(Reuters) – The Bahamas should not be blamed for the collapse of bankrupt cryptocurrency platform FTX, the country’s foreign minister said yesterday, following repeated accusations by FTX management of alleged misconduct by the Caribbean nation’s authorities.
FTX lawyers on Wednesday said they “do not trust” the Bahamian government, which FTX’s leadership has accused of colluding with now-jailed former CEO Bankman-Fried to help account holders withdraw $100 million just as the platform was going bankrupt.
In a withering voice recording distributed over WhatsApp on Friday morning, Bahamas Foreign Minister Fred Mitchell, said “this blame game directed at The Bahamas” is undermining efforts to recover assets that were lost as a result of fraud.
“Every day there is some accusation being hurled at The Bahamas, but it is clear the jurisdiction of the alleged fraud is not the reason the fraud happened,” said Mitchell.
“We in The Bahamas can ask the question: How did the mastermind of FTX get on the front page of Forbes magazine, a U.S. magazine?
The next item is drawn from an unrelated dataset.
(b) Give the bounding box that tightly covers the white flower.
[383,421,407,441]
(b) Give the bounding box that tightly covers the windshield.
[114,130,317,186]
Which nation’s press called him the next Warren Buffett? Clearly that was the United States.”
Bankman-Fried was arrested on Monday and remanded on Tuesday to a Bahamian detention center after a magistrate judge denied his bail request. On Thursday, his lawyers filed a new bail application, this time before the Supreme Court, according to a source.
U.S. prosecutors accuse the 30-year-old of misappropriating billions of dollars and violating campaign laws in what has been described as one of America’s biggest financial frauds.